While syslog offers a single place for log collection across multiple data sources, it also represents another server to monitor and maintain.

Filtering Log Data with Logz.io

Some log management and analytics solutions can centralize log data from multiple services and prevent the indexing of unneeded data all in one place.

Earlier, we saw how the “decision check InProgressDecisionCheck returned Number” log message was taking up a lot of space, but wouldn’t help us monitor a critical signal—so we determined we could filter it out.

With Logz.io’s Drop Filters, we can simply paste that log message into the filter and automatically prevent the indexing of that log—instead sending it to the archives.

After applying the filter, we can toggle it on or off at any time to dynamically manage the flow of incoming logs.

Where to Send Filtered Log Data?

In the event of a production outage, the last thing you’d want is to be missing log messages that describe what happened.

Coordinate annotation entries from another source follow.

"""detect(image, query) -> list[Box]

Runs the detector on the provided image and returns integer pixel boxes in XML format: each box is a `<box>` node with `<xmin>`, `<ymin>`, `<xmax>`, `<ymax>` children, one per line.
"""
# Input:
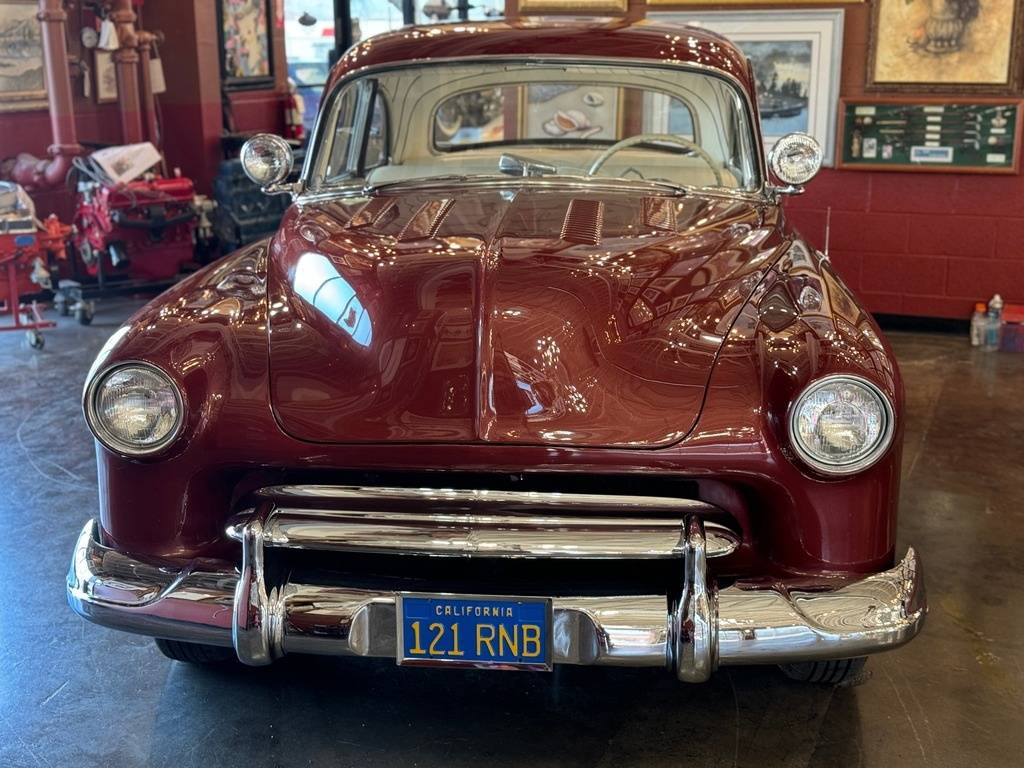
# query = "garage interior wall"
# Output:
<box><xmin>0</xmin><ymin>0</ymin><xmax>1024</xmax><ymax>319</ymax></box>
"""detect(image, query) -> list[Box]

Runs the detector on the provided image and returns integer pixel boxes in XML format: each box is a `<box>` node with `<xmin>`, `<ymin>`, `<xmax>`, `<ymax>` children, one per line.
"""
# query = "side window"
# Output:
<box><xmin>641</xmin><ymin>91</ymin><xmax>696</xmax><ymax>141</ymax></box>
<box><xmin>324</xmin><ymin>87</ymin><xmax>356</xmax><ymax>182</ymax></box>
<box><xmin>362</xmin><ymin>90</ymin><xmax>388</xmax><ymax>170</ymax></box>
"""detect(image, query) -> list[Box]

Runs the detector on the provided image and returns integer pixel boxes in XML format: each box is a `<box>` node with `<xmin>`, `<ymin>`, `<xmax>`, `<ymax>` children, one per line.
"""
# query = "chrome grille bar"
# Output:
<box><xmin>237</xmin><ymin>485</ymin><xmax>739</xmax><ymax>559</ymax></box>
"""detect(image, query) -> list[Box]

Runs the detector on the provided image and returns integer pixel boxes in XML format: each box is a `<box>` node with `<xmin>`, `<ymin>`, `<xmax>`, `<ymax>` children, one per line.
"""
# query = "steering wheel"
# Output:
<box><xmin>587</xmin><ymin>133</ymin><xmax>723</xmax><ymax>186</ymax></box>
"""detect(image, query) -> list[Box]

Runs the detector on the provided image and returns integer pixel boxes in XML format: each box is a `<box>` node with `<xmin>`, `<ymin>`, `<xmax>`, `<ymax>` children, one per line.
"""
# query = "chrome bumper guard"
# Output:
<box><xmin>68</xmin><ymin>492</ymin><xmax>927</xmax><ymax>682</ymax></box>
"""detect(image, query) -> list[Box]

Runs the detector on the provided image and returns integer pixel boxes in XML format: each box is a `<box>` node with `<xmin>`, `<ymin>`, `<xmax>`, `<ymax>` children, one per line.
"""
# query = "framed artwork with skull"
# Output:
<box><xmin>865</xmin><ymin>0</ymin><xmax>1024</xmax><ymax>93</ymax></box>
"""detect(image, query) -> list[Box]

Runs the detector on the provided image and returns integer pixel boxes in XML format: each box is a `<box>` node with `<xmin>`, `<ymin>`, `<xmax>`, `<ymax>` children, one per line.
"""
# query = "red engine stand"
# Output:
<box><xmin>0</xmin><ymin>216</ymin><xmax>71</xmax><ymax>349</ymax></box>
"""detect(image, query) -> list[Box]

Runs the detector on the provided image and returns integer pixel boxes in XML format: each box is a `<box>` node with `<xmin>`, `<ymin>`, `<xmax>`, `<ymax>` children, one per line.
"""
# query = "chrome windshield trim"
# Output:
<box><xmin>300</xmin><ymin>54</ymin><xmax>769</xmax><ymax>199</ymax></box>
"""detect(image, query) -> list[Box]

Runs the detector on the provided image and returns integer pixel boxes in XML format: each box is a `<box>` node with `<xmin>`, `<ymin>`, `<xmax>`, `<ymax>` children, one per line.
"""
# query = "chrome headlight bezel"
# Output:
<box><xmin>83</xmin><ymin>360</ymin><xmax>185</xmax><ymax>459</ymax></box>
<box><xmin>788</xmin><ymin>374</ymin><xmax>896</xmax><ymax>476</ymax></box>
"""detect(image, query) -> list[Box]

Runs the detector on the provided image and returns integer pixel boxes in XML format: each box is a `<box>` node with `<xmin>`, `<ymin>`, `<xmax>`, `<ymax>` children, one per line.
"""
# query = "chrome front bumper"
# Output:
<box><xmin>68</xmin><ymin>487</ymin><xmax>927</xmax><ymax>682</ymax></box>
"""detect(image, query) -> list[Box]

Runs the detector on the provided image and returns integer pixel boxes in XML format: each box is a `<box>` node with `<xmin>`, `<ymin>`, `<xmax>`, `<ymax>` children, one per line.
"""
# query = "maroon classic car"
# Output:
<box><xmin>68</xmin><ymin>23</ymin><xmax>926</xmax><ymax>683</ymax></box>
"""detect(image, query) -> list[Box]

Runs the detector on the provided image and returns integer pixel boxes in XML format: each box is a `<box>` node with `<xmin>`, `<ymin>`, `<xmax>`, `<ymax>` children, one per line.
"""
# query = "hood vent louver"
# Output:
<box><xmin>347</xmin><ymin>198</ymin><xmax>397</xmax><ymax>229</ymax></box>
<box><xmin>398</xmin><ymin>198</ymin><xmax>455</xmax><ymax>243</ymax></box>
<box><xmin>562</xmin><ymin>199</ymin><xmax>604</xmax><ymax>246</ymax></box>
<box><xmin>643</xmin><ymin>198</ymin><xmax>676</xmax><ymax>231</ymax></box>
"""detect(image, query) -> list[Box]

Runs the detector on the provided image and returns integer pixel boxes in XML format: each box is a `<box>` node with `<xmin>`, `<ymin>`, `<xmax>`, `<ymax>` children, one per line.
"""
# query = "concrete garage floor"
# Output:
<box><xmin>0</xmin><ymin>303</ymin><xmax>1024</xmax><ymax>768</ymax></box>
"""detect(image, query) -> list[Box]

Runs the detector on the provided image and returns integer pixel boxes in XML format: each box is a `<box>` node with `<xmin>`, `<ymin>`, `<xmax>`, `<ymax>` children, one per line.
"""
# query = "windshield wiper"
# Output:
<box><xmin>362</xmin><ymin>173</ymin><xmax>507</xmax><ymax>195</ymax></box>
<box><xmin>362</xmin><ymin>173</ymin><xmax>693</xmax><ymax>197</ymax></box>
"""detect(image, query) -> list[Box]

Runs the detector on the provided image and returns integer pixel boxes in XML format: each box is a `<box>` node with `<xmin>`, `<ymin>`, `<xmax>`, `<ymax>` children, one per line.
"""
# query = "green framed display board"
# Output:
<box><xmin>839</xmin><ymin>99</ymin><xmax>1022</xmax><ymax>173</ymax></box>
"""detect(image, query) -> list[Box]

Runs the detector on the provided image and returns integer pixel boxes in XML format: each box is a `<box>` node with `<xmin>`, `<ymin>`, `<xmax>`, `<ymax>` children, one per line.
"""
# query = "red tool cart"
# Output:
<box><xmin>0</xmin><ymin>181</ymin><xmax>71</xmax><ymax>349</ymax></box>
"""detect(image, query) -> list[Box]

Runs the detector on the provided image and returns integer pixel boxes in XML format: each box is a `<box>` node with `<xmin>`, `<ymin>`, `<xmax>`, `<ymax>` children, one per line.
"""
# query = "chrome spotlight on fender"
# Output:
<box><xmin>240</xmin><ymin>133</ymin><xmax>297</xmax><ymax>195</ymax></box>
<box><xmin>768</xmin><ymin>132</ymin><xmax>823</xmax><ymax>195</ymax></box>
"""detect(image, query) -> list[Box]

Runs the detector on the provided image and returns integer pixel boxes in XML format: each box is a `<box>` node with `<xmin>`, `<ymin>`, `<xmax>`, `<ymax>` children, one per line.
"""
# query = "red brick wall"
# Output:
<box><xmin>786</xmin><ymin>3</ymin><xmax>1024</xmax><ymax>318</ymax></box>
<box><xmin>786</xmin><ymin>169</ymin><xmax>1024</xmax><ymax>318</ymax></box>
<box><xmin>656</xmin><ymin>3</ymin><xmax>1024</xmax><ymax>318</ymax></box>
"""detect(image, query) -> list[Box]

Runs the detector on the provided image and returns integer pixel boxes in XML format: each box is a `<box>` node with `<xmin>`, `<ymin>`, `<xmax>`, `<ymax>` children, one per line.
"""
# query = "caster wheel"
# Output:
<box><xmin>779</xmin><ymin>656</ymin><xmax>870</xmax><ymax>686</ymax></box>
<box><xmin>75</xmin><ymin>305</ymin><xmax>92</xmax><ymax>326</ymax></box>
<box><xmin>154</xmin><ymin>637</ymin><xmax>238</xmax><ymax>664</ymax></box>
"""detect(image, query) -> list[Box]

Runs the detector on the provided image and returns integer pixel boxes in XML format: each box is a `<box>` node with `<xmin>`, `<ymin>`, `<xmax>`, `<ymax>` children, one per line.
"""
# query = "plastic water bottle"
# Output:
<box><xmin>971</xmin><ymin>301</ymin><xmax>988</xmax><ymax>347</ymax></box>
<box><xmin>985</xmin><ymin>294</ymin><xmax>1002</xmax><ymax>351</ymax></box>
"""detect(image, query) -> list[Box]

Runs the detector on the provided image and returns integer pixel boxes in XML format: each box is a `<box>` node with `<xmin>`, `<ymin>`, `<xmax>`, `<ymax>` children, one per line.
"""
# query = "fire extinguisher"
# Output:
<box><xmin>285</xmin><ymin>82</ymin><xmax>306</xmax><ymax>141</ymax></box>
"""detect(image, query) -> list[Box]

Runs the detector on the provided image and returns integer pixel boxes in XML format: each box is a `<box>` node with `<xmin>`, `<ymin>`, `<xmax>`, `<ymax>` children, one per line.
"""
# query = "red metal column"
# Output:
<box><xmin>108</xmin><ymin>0</ymin><xmax>142</xmax><ymax>144</ymax></box>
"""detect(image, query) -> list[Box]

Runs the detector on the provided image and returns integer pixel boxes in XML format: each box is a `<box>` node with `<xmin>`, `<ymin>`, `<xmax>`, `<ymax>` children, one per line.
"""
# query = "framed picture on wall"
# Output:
<box><xmin>93</xmin><ymin>48</ymin><xmax>118</xmax><ymax>104</ymax></box>
<box><xmin>649</xmin><ymin>9</ymin><xmax>844</xmax><ymax>165</ymax></box>
<box><xmin>865</xmin><ymin>0</ymin><xmax>1024</xmax><ymax>93</ymax></box>
<box><xmin>217</xmin><ymin>0</ymin><xmax>273</xmax><ymax>88</ymax></box>
<box><xmin>0</xmin><ymin>0</ymin><xmax>46</xmax><ymax>112</ymax></box>
<box><xmin>519</xmin><ymin>83</ymin><xmax>622</xmax><ymax>141</ymax></box>
<box><xmin>519</xmin><ymin>0</ymin><xmax>629</xmax><ymax>15</ymax></box>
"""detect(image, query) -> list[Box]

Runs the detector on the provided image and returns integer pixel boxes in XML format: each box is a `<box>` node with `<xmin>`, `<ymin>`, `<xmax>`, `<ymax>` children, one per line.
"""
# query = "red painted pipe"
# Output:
<box><xmin>10</xmin><ymin>0</ymin><xmax>82</xmax><ymax>189</ymax></box>
<box><xmin>106</xmin><ymin>0</ymin><xmax>142</xmax><ymax>144</ymax></box>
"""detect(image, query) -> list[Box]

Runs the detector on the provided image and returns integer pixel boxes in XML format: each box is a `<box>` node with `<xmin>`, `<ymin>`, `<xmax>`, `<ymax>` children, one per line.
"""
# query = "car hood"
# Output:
<box><xmin>268</xmin><ymin>182</ymin><xmax>782</xmax><ymax>447</ymax></box>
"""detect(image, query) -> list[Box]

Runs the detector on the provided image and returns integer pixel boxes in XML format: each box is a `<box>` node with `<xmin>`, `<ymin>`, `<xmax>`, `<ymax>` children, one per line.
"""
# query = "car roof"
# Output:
<box><xmin>329</xmin><ymin>19</ymin><xmax>753</xmax><ymax>93</ymax></box>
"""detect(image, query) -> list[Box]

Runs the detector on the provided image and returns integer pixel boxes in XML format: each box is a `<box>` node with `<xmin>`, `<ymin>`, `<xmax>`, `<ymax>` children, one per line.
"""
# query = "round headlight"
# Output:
<box><xmin>85</xmin><ymin>362</ymin><xmax>184</xmax><ymax>456</ymax></box>
<box><xmin>790</xmin><ymin>376</ymin><xmax>895</xmax><ymax>475</ymax></box>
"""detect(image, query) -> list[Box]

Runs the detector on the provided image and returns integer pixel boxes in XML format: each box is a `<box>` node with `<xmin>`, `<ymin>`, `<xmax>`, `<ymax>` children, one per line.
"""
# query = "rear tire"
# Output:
<box><xmin>154</xmin><ymin>637</ymin><xmax>234</xmax><ymax>664</ymax></box>
<box><xmin>778</xmin><ymin>656</ymin><xmax>870</xmax><ymax>685</ymax></box>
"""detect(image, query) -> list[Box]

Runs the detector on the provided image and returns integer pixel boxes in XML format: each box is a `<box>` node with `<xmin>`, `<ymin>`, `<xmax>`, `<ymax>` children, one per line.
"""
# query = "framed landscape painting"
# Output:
<box><xmin>865</xmin><ymin>0</ymin><xmax>1024</xmax><ymax>93</ymax></box>
<box><xmin>218</xmin><ymin>0</ymin><xmax>273</xmax><ymax>88</ymax></box>
<box><xmin>0</xmin><ymin>0</ymin><xmax>46</xmax><ymax>112</ymax></box>
<box><xmin>650</xmin><ymin>9</ymin><xmax>844</xmax><ymax>165</ymax></box>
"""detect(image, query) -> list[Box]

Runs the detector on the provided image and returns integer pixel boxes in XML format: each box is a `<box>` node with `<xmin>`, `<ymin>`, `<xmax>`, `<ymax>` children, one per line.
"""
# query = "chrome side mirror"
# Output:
<box><xmin>768</xmin><ymin>132</ymin><xmax>822</xmax><ymax>195</ymax></box>
<box><xmin>498</xmin><ymin>153</ymin><xmax>558</xmax><ymax>176</ymax></box>
<box><xmin>240</xmin><ymin>133</ymin><xmax>296</xmax><ymax>195</ymax></box>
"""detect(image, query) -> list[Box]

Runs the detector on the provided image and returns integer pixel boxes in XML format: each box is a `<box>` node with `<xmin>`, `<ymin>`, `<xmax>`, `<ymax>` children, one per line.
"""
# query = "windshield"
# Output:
<box><xmin>309</xmin><ymin>60</ymin><xmax>760</xmax><ymax>189</ymax></box>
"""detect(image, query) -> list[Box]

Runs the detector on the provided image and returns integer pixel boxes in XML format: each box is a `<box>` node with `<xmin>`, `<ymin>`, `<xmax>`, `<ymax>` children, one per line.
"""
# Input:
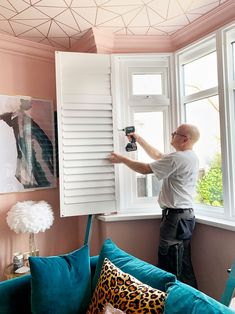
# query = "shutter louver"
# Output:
<box><xmin>56</xmin><ymin>52</ymin><xmax>116</xmax><ymax>216</ymax></box>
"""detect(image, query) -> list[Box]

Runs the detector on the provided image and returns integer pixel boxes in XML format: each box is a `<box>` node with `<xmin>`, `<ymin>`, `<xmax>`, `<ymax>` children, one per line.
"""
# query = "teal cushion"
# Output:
<box><xmin>29</xmin><ymin>245</ymin><xmax>91</xmax><ymax>314</ymax></box>
<box><xmin>164</xmin><ymin>281</ymin><xmax>235</xmax><ymax>314</ymax></box>
<box><xmin>92</xmin><ymin>239</ymin><xmax>176</xmax><ymax>291</ymax></box>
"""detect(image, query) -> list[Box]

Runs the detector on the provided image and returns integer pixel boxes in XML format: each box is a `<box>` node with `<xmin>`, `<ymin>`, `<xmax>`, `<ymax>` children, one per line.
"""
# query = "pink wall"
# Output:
<box><xmin>0</xmin><ymin>36</ymin><xmax>78</xmax><ymax>279</ymax></box>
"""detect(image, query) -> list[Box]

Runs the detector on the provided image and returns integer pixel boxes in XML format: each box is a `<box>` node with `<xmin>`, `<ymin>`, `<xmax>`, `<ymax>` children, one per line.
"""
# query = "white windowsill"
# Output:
<box><xmin>97</xmin><ymin>211</ymin><xmax>235</xmax><ymax>231</ymax></box>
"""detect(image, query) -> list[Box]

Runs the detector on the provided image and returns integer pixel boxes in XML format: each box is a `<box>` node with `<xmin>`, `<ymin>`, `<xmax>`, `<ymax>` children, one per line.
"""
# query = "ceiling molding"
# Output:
<box><xmin>171</xmin><ymin>0</ymin><xmax>235</xmax><ymax>51</ymax></box>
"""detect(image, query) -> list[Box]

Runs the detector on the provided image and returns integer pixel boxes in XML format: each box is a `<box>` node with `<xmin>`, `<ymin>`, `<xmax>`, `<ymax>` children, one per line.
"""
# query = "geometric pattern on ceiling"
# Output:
<box><xmin>0</xmin><ymin>0</ymin><xmax>228</xmax><ymax>49</ymax></box>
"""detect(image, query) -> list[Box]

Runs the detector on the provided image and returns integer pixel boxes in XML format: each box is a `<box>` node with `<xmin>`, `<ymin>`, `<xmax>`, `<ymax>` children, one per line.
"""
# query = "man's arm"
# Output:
<box><xmin>129</xmin><ymin>133</ymin><xmax>163</xmax><ymax>160</ymax></box>
<box><xmin>109</xmin><ymin>153</ymin><xmax>153</xmax><ymax>174</ymax></box>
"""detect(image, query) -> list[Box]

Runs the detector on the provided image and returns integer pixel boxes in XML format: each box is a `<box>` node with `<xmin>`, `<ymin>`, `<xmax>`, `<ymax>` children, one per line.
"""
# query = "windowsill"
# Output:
<box><xmin>97</xmin><ymin>211</ymin><xmax>162</xmax><ymax>222</ymax></box>
<box><xmin>97</xmin><ymin>211</ymin><xmax>235</xmax><ymax>231</ymax></box>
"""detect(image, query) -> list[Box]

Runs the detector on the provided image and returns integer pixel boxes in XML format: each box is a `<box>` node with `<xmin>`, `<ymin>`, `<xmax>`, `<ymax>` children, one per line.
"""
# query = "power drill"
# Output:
<box><xmin>122</xmin><ymin>126</ymin><xmax>137</xmax><ymax>152</ymax></box>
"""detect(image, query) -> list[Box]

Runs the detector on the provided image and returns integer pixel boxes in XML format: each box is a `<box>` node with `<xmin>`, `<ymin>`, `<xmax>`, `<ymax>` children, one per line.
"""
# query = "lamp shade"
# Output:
<box><xmin>6</xmin><ymin>201</ymin><xmax>54</xmax><ymax>233</ymax></box>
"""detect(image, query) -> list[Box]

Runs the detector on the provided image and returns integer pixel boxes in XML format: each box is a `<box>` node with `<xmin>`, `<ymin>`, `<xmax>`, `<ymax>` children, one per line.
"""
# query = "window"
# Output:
<box><xmin>176</xmin><ymin>28</ymin><xmax>235</xmax><ymax>219</ymax></box>
<box><xmin>132</xmin><ymin>73</ymin><xmax>162</xmax><ymax>96</ymax></box>
<box><xmin>114</xmin><ymin>55</ymin><xmax>171</xmax><ymax>212</ymax></box>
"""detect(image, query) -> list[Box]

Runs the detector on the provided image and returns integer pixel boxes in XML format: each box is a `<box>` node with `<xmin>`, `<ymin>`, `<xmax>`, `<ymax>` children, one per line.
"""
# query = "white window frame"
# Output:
<box><xmin>112</xmin><ymin>54</ymin><xmax>172</xmax><ymax>214</ymax></box>
<box><xmin>175</xmin><ymin>25</ymin><xmax>235</xmax><ymax>225</ymax></box>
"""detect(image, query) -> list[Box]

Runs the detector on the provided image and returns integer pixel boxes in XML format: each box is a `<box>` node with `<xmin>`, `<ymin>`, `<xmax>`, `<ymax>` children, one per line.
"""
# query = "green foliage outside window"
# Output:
<box><xmin>197</xmin><ymin>153</ymin><xmax>223</xmax><ymax>206</ymax></box>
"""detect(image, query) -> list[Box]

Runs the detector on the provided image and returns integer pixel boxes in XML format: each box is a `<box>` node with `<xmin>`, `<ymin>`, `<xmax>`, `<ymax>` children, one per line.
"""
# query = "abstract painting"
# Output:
<box><xmin>0</xmin><ymin>95</ymin><xmax>56</xmax><ymax>193</ymax></box>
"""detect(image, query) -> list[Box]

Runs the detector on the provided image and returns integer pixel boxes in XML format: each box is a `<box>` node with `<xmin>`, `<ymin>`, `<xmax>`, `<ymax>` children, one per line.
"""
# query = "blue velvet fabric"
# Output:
<box><xmin>92</xmin><ymin>239</ymin><xmax>176</xmax><ymax>291</ymax></box>
<box><xmin>164</xmin><ymin>281</ymin><xmax>235</xmax><ymax>314</ymax></box>
<box><xmin>29</xmin><ymin>245</ymin><xmax>91</xmax><ymax>314</ymax></box>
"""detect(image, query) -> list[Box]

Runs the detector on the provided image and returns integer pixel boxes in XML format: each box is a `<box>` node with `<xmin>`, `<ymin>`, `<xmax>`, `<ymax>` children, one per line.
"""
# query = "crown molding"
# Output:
<box><xmin>171</xmin><ymin>0</ymin><xmax>235</xmax><ymax>51</ymax></box>
<box><xmin>112</xmin><ymin>35</ymin><xmax>173</xmax><ymax>53</ymax></box>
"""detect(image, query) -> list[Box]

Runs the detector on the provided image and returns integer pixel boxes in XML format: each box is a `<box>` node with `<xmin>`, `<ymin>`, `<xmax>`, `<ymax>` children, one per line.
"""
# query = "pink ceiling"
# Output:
<box><xmin>0</xmin><ymin>0</ymin><xmax>231</xmax><ymax>49</ymax></box>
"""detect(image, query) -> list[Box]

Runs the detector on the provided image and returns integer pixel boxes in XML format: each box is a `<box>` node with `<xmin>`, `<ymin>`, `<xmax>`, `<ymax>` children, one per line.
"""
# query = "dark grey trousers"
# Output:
<box><xmin>158</xmin><ymin>209</ymin><xmax>197</xmax><ymax>288</ymax></box>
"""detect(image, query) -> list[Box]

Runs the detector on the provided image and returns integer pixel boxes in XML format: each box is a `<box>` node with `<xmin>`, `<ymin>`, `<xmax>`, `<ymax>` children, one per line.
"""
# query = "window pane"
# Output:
<box><xmin>134</xmin><ymin>112</ymin><xmax>164</xmax><ymax>197</ymax></box>
<box><xmin>185</xmin><ymin>96</ymin><xmax>223</xmax><ymax>206</ymax></box>
<box><xmin>183</xmin><ymin>52</ymin><xmax>218</xmax><ymax>95</ymax></box>
<box><xmin>132</xmin><ymin>74</ymin><xmax>162</xmax><ymax>96</ymax></box>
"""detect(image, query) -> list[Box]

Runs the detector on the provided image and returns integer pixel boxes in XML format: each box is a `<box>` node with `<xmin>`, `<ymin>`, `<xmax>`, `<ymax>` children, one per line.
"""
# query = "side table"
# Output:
<box><xmin>4</xmin><ymin>264</ymin><xmax>30</xmax><ymax>280</ymax></box>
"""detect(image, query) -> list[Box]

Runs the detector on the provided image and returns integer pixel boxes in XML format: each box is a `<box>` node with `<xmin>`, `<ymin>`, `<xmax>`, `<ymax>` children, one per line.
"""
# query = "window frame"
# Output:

This is why you should archive log data for a few weeks before deleting it.

Shipping all of your data to an S3 bucket or Azure Blob is a good way to cheaply store all of your data, so you can access it when it’s really needed.

Why bother?

The volatility and scale of telemetry data that modern cloud environments generate can quickly rack up costs before teams are even aware of what’s happening. For this reason, teams should pay careful attention to which data they’re ingesting, and how badly they need that data on a day-to-day basis.

Proprietary solutions typically charge on the amount of ingested telemetry data or some other measurement indicating the scale of the operation. In general, the more data you send, the more you’ll need to pay.

On the other hand, you’ll need to pay for data in the form of cloud compute power and cloud storage costs if you’re using open source. Obviously, the more data you send, the higher the costs.

Regardless of what you’re using, the guidelines above can provide some good first steps in deciding what you may want to filter out to save costs.